The 2007 Estonian incident came at a time when Russian nationalists had taken to the streets in protest over the government's decision to move a Soviet war memorial.
The goal of the cyberattack was to undermine the credibility of Estonia's government, said the country's defence minister, Jaak Aaviksoo, speaking at the IT Security Entrepreneurs forum at Stanford University on Wednesday.
The Estonian incident, along with a similar attack that coincided with Russia's invasion of Georgia in 2008, "brought the issue of national cybersecurity on the global political agenda," Aaviksoo said.
Nobody has definitively linked the Estonian attacks to the Russian government - security experts have likened them to an Internet brawl fuelled by tech-savvy nationalists in online forums. But some say the incident appears at least to have had the tacit approval of Estonia's western neighbour.
The distributed denial-of-service attacks and web defacements that disrupted the tiny Baltic country did a number on Estonia's economy. At its worst point, traffic in and out of Estonia was 400 times peak levels, overwhelming banking, online news and government communications in one of the world's most wired countries.
Other countries will almost certainly face similar incidents, Aaviksoo said.

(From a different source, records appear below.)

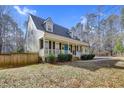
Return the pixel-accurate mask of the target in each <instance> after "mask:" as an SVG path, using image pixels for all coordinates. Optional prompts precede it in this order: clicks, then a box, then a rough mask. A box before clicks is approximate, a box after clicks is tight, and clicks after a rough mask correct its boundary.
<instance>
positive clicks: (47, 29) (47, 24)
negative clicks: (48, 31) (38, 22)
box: [45, 17, 53, 32]
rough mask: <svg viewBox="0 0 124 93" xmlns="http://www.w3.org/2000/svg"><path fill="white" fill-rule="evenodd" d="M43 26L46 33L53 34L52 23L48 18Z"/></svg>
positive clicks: (50, 18)
mask: <svg viewBox="0 0 124 93" xmlns="http://www.w3.org/2000/svg"><path fill="white" fill-rule="evenodd" d="M45 25H46V26H45V27H46V31H49V32H53V21H52V19H51V18H50V17H49V18H47V19H46V21H45Z"/></svg>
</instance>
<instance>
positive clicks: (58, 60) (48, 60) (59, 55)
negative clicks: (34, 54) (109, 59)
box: [46, 54, 95, 63]
mask: <svg viewBox="0 0 124 93" xmlns="http://www.w3.org/2000/svg"><path fill="white" fill-rule="evenodd" d="M94 57H95V54H84V55H81V57H80V59H81V60H91V59H93V58H94ZM72 58H73V57H72V55H71V54H59V55H58V57H55V55H53V54H50V55H49V56H47V57H46V62H49V63H55V62H56V61H58V62H68V61H72Z"/></svg>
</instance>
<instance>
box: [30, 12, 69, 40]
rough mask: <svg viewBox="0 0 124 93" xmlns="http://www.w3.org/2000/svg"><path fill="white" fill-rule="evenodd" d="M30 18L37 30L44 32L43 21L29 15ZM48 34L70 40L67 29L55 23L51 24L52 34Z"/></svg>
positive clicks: (64, 27)
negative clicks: (43, 31)
mask: <svg viewBox="0 0 124 93" xmlns="http://www.w3.org/2000/svg"><path fill="white" fill-rule="evenodd" d="M30 16H31V17H32V20H33V22H34V24H35V26H36V28H37V29H39V30H42V31H46V29H45V26H44V21H45V19H43V18H40V17H37V16H34V15H32V14H30ZM46 32H48V31H46ZM48 33H53V34H56V35H60V36H64V37H68V38H71V37H70V35H69V29H67V28H65V27H62V26H60V25H58V24H55V23H53V32H48Z"/></svg>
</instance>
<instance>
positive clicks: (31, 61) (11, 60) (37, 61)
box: [0, 53, 38, 66]
mask: <svg viewBox="0 0 124 93" xmlns="http://www.w3.org/2000/svg"><path fill="white" fill-rule="evenodd" d="M35 63H38V54H37V53H19V54H17V53H16V54H0V66H20V65H28V64H35Z"/></svg>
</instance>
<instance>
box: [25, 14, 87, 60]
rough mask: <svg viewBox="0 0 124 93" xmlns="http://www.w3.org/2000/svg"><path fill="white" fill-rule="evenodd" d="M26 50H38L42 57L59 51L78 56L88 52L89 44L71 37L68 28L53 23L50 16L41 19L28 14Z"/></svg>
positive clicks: (26, 37)
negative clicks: (82, 41)
mask: <svg viewBox="0 0 124 93" xmlns="http://www.w3.org/2000/svg"><path fill="white" fill-rule="evenodd" d="M25 39H26V46H25V48H26V51H28V52H38V53H39V56H40V57H42V58H43V59H44V58H45V57H46V56H48V55H49V54H55V56H57V55H58V54H60V53H64V54H67V53H69V54H73V56H78V57H79V56H80V55H81V54H86V53H89V52H88V48H89V45H88V44H87V43H85V42H81V41H79V40H76V39H74V38H72V37H71V33H70V31H69V29H67V28H65V27H62V26H60V25H58V24H55V23H54V22H53V21H52V19H51V18H50V17H48V18H47V19H42V18H40V17H37V16H34V15H32V14H30V15H29V20H28V28H27V32H26V38H25Z"/></svg>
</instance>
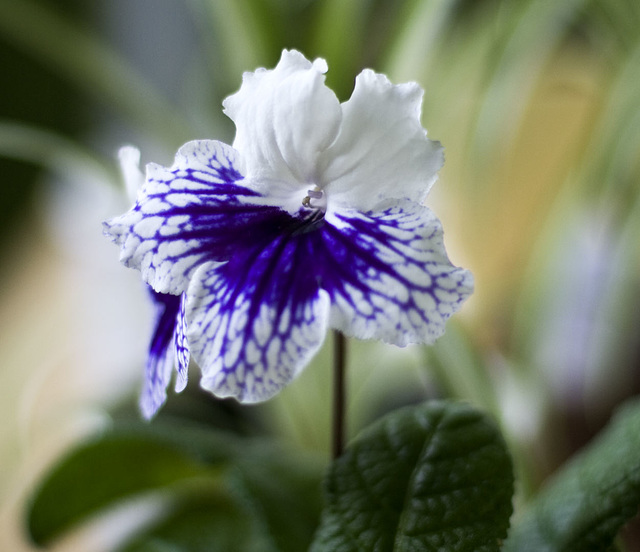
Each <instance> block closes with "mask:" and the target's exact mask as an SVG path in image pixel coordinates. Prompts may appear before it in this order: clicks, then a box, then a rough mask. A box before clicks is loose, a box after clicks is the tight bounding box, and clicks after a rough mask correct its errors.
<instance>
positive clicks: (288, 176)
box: [224, 50, 342, 207]
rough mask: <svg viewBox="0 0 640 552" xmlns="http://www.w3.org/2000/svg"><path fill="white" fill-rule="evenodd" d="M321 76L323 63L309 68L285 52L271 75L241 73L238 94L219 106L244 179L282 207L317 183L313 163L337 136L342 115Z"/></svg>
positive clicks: (338, 108) (317, 177)
mask: <svg viewBox="0 0 640 552" xmlns="http://www.w3.org/2000/svg"><path fill="white" fill-rule="evenodd" d="M326 70H327V65H326V62H325V61H324V60H321V59H317V60H316V61H315V62H313V63H311V62H310V61H308V60H307V59H305V57H304V56H303V55H302V54H300V53H299V52H296V51H286V50H285V51H284V52H283V53H282V57H281V59H280V62H279V63H278V65H277V66H276V67H275V69H273V70H265V69H258V70H257V71H255V72H254V73H245V74H244V76H243V82H242V86H241V88H240V90H239V91H238V92H237V93H235V94H233V95H232V96H229V97H228V98H226V99H225V101H224V108H225V113H226V114H227V115H228V116H229V117H230V118H231V119H232V120H233V121H234V123H235V124H236V129H237V132H236V138H235V141H234V143H233V146H234V148H236V149H237V150H238V151H240V152H241V153H242V154H243V156H244V158H245V159H246V162H247V173H246V174H247V177H248V178H250V179H252V180H253V179H255V180H261V181H263V182H267V183H268V185H269V186H270V189H269V190H268V195H269V196H270V197H282V198H283V200H284V202H285V203H286V200H287V197H288V196H290V195H291V194H292V193H294V192H298V191H303V192H304V191H306V189H307V188H308V186H309V185H311V184H314V183H317V178H318V174H317V166H318V157H319V155H320V154H321V152H323V151H324V150H326V149H327V148H328V147H329V146H330V144H331V143H332V142H333V141H334V139H335V137H336V135H337V134H338V130H339V127H340V121H341V118H342V110H341V107H340V104H339V102H338V99H337V98H336V96H335V94H334V93H333V92H332V91H331V90H330V89H329V88H327V87H326V86H325V84H324V79H325V77H324V73H325V72H326ZM261 191H262V192H263V193H267V192H266V191H265V190H261ZM302 197H304V195H302V196H300V197H299V199H298V204H297V207H299V204H300V201H301V199H302ZM285 207H287V205H285Z"/></svg>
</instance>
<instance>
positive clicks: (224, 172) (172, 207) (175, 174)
mask: <svg viewBox="0 0 640 552" xmlns="http://www.w3.org/2000/svg"><path fill="white" fill-rule="evenodd" d="M241 166H242V165H241V160H240V158H239V156H238V154H237V152H236V151H235V150H234V149H233V148H231V147H230V146H227V145H226V144H223V143H222V142H216V141H213V140H202V141H195V142H189V143H187V144H185V145H184V146H183V147H182V148H180V151H179V152H178V154H177V155H176V159H175V162H174V164H173V166H172V167H170V168H165V167H161V166H160V165H155V164H150V165H148V166H147V176H146V181H145V183H144V185H143V186H142V188H141V189H140V190H139V191H138V200H137V202H136V205H135V206H134V207H133V208H132V209H130V210H129V211H127V212H126V213H125V214H123V215H121V216H119V217H116V218H114V219H112V220H110V221H107V222H105V223H104V232H105V234H106V235H107V236H109V237H110V238H111V239H112V240H113V241H114V242H115V243H117V244H118V245H120V260H121V262H122V263H123V264H124V265H125V266H128V267H131V268H136V269H138V270H140V272H141V274H142V278H143V280H144V281H145V282H147V283H148V284H149V285H151V286H152V287H153V289H155V290H156V291H158V292H161V293H171V294H174V295H178V294H180V293H182V292H183V291H184V290H185V289H186V287H187V284H188V282H189V278H190V276H191V274H192V273H193V272H194V271H195V269H196V268H197V266H198V265H199V264H201V263H203V262H205V261H210V260H225V259H226V258H228V252H229V251H230V250H232V249H233V247H234V243H233V242H234V239H235V237H236V236H237V233H235V232H232V231H231V230H232V229H233V228H237V227H238V226H246V223H247V220H248V219H250V218H251V219H255V216H258V217H259V216H260V208H258V207H256V206H255V205H254V204H253V203H251V201H250V200H254V199H256V198H258V194H257V193H256V192H255V191H254V190H252V189H249V188H247V187H246V185H247V182H245V181H244V180H243V176H242V174H241V172H240V170H241ZM249 203H251V205H249ZM254 215H255V216H254Z"/></svg>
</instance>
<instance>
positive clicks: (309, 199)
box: [302, 186, 324, 208]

"Cyberattcks that may constitute a national security threat are not a science-fiction thing anymore," he said. "It is a reality that may return one day in much larger scale in much bigger countries."

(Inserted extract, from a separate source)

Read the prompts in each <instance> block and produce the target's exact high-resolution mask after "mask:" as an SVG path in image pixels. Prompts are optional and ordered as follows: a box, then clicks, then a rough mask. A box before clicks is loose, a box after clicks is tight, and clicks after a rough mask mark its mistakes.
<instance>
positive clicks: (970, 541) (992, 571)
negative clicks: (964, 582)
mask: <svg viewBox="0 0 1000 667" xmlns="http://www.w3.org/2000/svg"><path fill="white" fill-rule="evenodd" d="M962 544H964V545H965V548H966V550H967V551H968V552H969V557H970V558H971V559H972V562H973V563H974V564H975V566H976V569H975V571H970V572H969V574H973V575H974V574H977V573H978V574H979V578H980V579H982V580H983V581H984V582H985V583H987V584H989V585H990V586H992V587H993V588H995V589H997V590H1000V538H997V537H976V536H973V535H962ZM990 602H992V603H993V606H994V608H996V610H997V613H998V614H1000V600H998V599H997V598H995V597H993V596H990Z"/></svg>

Others at the conference agreed. A major cyberattack sponsored by terrorists or a state will happen within the next decade, predicted Jerry Archer, chief information security officer with Sallie Mae. "I think within the next five to 10 years we will have a cyberwar that will turn into a shooting war," he said, speaking during a panel discussion at the conference.
In the meantime, there's a lot of work left to be done to fight cybercrime. "The legal instruments that we've developed to fight cybercrimes and cyberattacks are clearly underdeveloped," Aaviksoo said.
Aaviksoo's comments were underscored Tuesday by the ongoing efforts of law enforcement and security investigators to take down a notorious Internet service provider called Troyak. Associated with the Zeus botnet, Troyak has spent the past week jumping from one service provider to another after legitimate companies have stopped doing business with it.
Failed states, such as Moldova's Trans-Dniester region and other countries where cybercrime enforcement is lax, make it hard to shut down bad operators, Aaviksoo said in an interview after his talk. "There are very many more safe havens in cyberspace than in real space," he said.